Flowering plant undoes 100 million years of evolution, shows signs of self-pollination

Parisian pansies are smaller, produce less nectar than 20-30 years ago; environmental changes can to further decline in pollinators, warn scientists

 
By Himanshu Nitnaware
Published: Saturday 23 December 2023
Viola arvensis or field pansies. Photo: iStock

In the first evidence of rapid evolution, scientists have discovered a flower growing in Paris, France is producing less nectar and smaller flowers to attract fewer pollinators.

The scientists also found evidence that the plant field pansy, scientifically known as Viola arvensis, is self-pollinating, as indicated the research. Ongoing convergent evolution of a selfing syndrome threatens plant pollinator interactions, said the paper published in journal New Phytologist

The study found that flowers of the wild pansy variety grown in four locations in Paris produced 20 per cent less nectar and were 10 per cent smaller. The scientists compared the growth of the flowers grown in the same fields with seeds from 20-30 years ago. Insects also frequented the fields where the flowers grew. 

Scientists discovered that the plant evolved to self-pollinate in order to attract fewer pollinators due to the decreasing availability of insects. 

“This study is the first to show convergent evolution across populations, reduced rewarding trait and reduced attractiveness,” the research paper said.

Self-pollination is the process by which plants reproduce themselves. The behaviour is contrary to the convention of angiosperms, which rely on insects to pollinate in order to reproduce — an interconnected relationship in nature.

Plants produce nectar to attract insects, which collect nectar for food and transport pollen between plants in nature. The interlinked give-and-take relationship has evolved over 100 million years of coevolution, the study noted. 

The researchers used the “resurrection ecology” method, wherein they planted seeds from the 1990s and 2000s, which were 20-30 years old, against their contemporary descendants from 2021. The seeds were planted in four locations across Paris, growing about 4,000 plants. 

The researchers took advantage of, “An ancestral seed collection of the field pansy (Viola arvensis) collected about two decades ago in the Paris region (France) to test whether this species' mating system has evolved in response to recent pollinator declines.”

It means that the plants that have incorporated behaviour over millions of years are showing rapid evolution over 50 years.

“Population genetics analysis reveals a 27 per cent increase in realised selfing rates in the field during this period. We documented trait evolution towards smaller and less conspicuous corollas, reduced nectar production and reduced attractiveness to bumblebees, with these trait shifts convergent across the four studied populations,” the researchers noted.

Apart from a decrease in nectar and flower size, the study revealed no change in leaf size or other physiological changes.

In another research, a contemporary evolution of plant reproductive strategies under global change was revealed by stored seeds.
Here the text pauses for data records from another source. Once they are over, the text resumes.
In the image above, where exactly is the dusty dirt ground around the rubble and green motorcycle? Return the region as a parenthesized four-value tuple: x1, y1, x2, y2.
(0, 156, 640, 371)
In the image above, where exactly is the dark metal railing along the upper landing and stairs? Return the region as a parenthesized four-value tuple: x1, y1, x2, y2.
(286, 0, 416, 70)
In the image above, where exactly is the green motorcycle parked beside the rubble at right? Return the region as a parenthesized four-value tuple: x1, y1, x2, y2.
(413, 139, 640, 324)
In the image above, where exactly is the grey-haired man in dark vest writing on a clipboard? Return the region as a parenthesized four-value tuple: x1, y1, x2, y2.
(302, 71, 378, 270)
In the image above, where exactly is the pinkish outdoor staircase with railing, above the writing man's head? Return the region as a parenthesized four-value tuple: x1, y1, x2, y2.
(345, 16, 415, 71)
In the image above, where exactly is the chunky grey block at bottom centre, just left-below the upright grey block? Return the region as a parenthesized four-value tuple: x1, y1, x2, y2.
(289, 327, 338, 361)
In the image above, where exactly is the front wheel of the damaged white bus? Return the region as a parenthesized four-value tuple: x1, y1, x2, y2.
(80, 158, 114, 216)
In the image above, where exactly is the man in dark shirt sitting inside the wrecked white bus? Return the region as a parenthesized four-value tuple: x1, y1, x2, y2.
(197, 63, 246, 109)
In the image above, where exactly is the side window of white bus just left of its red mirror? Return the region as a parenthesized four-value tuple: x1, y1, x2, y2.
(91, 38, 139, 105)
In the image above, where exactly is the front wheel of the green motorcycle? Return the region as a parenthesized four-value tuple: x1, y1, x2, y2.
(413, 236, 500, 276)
Scientists found that field pansies depending on self-pollination increased by 25 per cent in 20 years. 

Pierre-Olivier Cheptou is a co-author of both studies. 
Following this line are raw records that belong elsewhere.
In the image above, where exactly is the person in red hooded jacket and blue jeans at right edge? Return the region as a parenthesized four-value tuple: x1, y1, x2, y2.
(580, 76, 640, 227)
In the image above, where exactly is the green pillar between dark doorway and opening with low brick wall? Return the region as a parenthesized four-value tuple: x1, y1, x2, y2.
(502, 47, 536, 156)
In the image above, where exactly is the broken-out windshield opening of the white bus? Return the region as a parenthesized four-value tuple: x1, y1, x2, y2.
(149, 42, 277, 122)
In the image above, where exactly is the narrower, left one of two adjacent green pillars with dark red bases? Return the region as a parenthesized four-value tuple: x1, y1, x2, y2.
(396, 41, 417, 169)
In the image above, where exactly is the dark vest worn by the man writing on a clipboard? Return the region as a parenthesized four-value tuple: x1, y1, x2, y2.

Scientists warned that the move may benefit plants in the short term but may threaten their existence owing to climate change and other environmental changes. 
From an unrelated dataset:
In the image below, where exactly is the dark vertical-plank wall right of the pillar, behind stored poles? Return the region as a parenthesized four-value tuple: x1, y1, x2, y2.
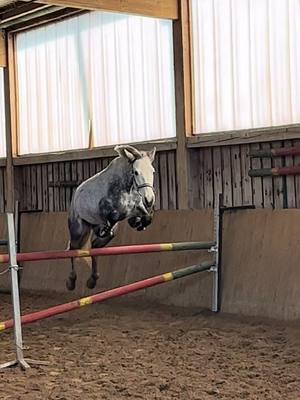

“While angiosperm–pollinator interactions have evolved over the long term, our study shows that current environmental changes can drive a rapid evolution towards a breakdown of such interactions,” it stated.

Further, pansy species and pollinators may enter a loop where plants producing less nectar enable less food availability, driving them towards declines. 

“Evolution towards selfing could thus be driven by natural selection over the short term but could impede long-term plant population survival,” it noted, adding that the environmental changes can lead to double jeopardy among pollinators as they become victims of the change in addition to plant trait evolution. 

However, “This, in turn, may result in an eco-evolutionary-positive feedback loop that furthers pollinator declines, further reinforcing plant evolution towards a selfing syndrome,” the researchers said, adding that this explains the plant-pollinator network degradation that they observed in earlier studies. 

The study pressed on an urgent need to analyse if these results are symptomatic or are seen among a broader behavioural change in the relationship between angiosperms and their pollinators. 

“If so, understanding whether there is a possibility to reverse this process and break this eco-evolutionary-positive feedback loop,” the study observed.